Authors: Rob Pitingolo, Will Curran-Groome, and Tomi Rajninger
"The US government collects and distributes an enormous database with information about US mortgages called the Home Mortgage Disclosure Act (HMDA) data. The HMDA dataset contains the most comprehensive publicly available information on mortgage market activity. Each fall, new HMDA data are made available. In 2016, almost 7,000 institutions released over 16 million records, making HMDA an invaluable administrative dataset on housing and homeownership for policymakers, regulators, and researchers." -- Urban Institute's Housing Finance Policy Center
While these data are extremely useful, they are also very detailed: each record in the dataset reflects details about an individual mortgage application. As a result, the unprocessed dataset is very large, and for many audiences, the data are too complex to enable them to answer questions of interest. For example, the raw data for 2021 contains 26 million records and is approximately 10 gigabytes in size. This project derives census-tract level statistics from the unprocessed HMDA dataset to make the data more useful and accessible to a wider audience.

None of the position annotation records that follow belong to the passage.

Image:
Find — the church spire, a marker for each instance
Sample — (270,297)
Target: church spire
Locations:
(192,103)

This repository contains code for collecting, reformatting, and processing the HMDA loan-level data and summarizing to the census-tract level. Final data files are published on the Urban Institute Data Catalog.
library(renv)
is an R package that allows you to track your project dependencies (namely, the version of R you're working with and the various versions of packages that are used in the project). When you clone or pull the repository from GitHub, you'll want to run renv::restore()

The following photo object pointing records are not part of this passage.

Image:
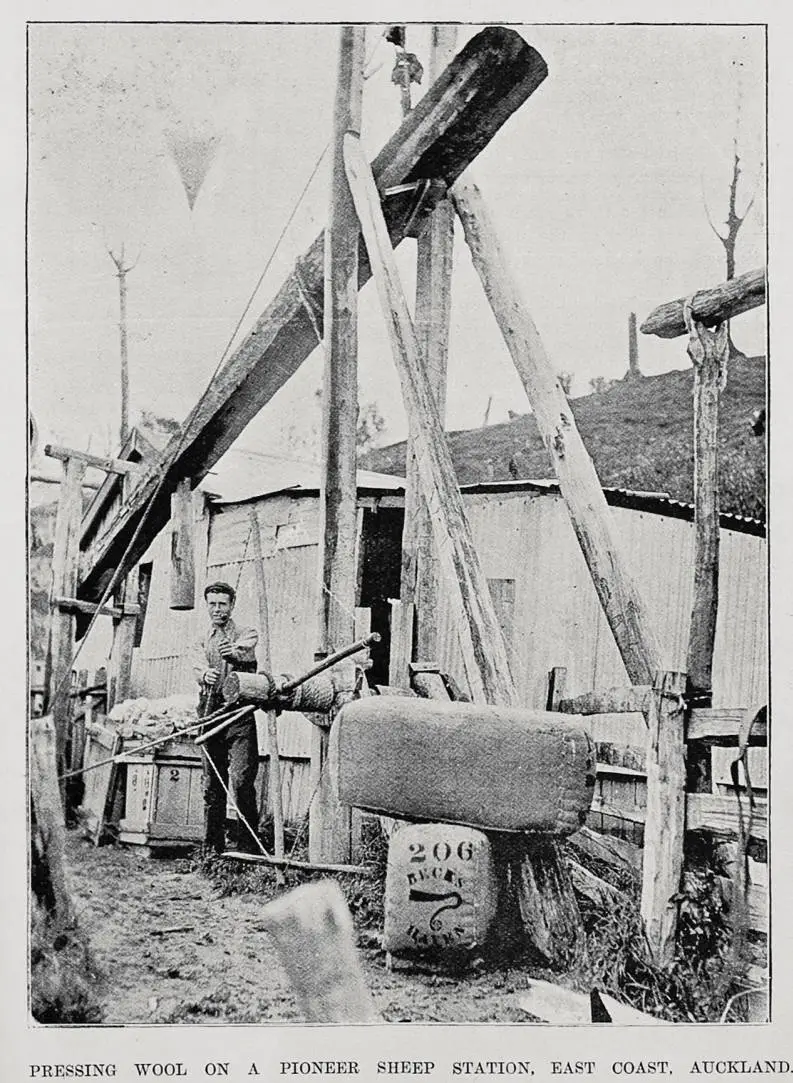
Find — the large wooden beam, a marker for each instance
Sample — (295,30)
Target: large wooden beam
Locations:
(457,117)
(111,466)
(577,481)
(484,653)
(182,577)
(710,305)
(433,305)
(329,822)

, which will ensure that you're working with all the correct versions of the packages used in the project. When you first clone the repository, you may need to specify options(renv.consent = TRUE)
to enable the library to write files within the project directory.
-
raw_hmda_data_to_parquet.R
: this is a utility script that will convert the raw, pipe-delimited files available on the FFEIC website to .parquet files, which are significantly smaller and faster to work with. You can specify the input file path, but the default takes the form "raw_hmda_lar_YYYY.txt" where "YYYY" is the four digit year. -
NationalHMDA_TractSummaryIndicators.Rmd
: this is the primary script where raw (.parquet files, per the script above), loan application-level data are aggregated up to census tract-level indicators. Note that, due to the size of the raw data file, your machine may not have sufficient working memory to execute the full script (if so, it will likely error out). Consider whether cloud computing solutions are feasible.
The source data is from the Snapshot National Loan-Level Datasets published by FFIEC, while income limits are taken from the HUDUser website. To join income limits--which are specified at the county and subcounty levels--to census tracts, we use crosswalks from the Missouri Data Center's Geocorr application. Both income limits and crosswalks are included in this repository in the /data-raw/
folder.
-
Download the Dynamic National Loan-Level Datasets from the FFEIC website;
-
Run
raw_hmda_data_to_parquet.R
to convert the downloaded data into .parquet format; -
Specify the desired year at the top of
NationalHMDA_TractSummaryIndicators.Rmd
and then run all chunks in the .Rmd.
The output is a Census-tract level (each row is a Census tract) summary file that will be written to /data-final/
.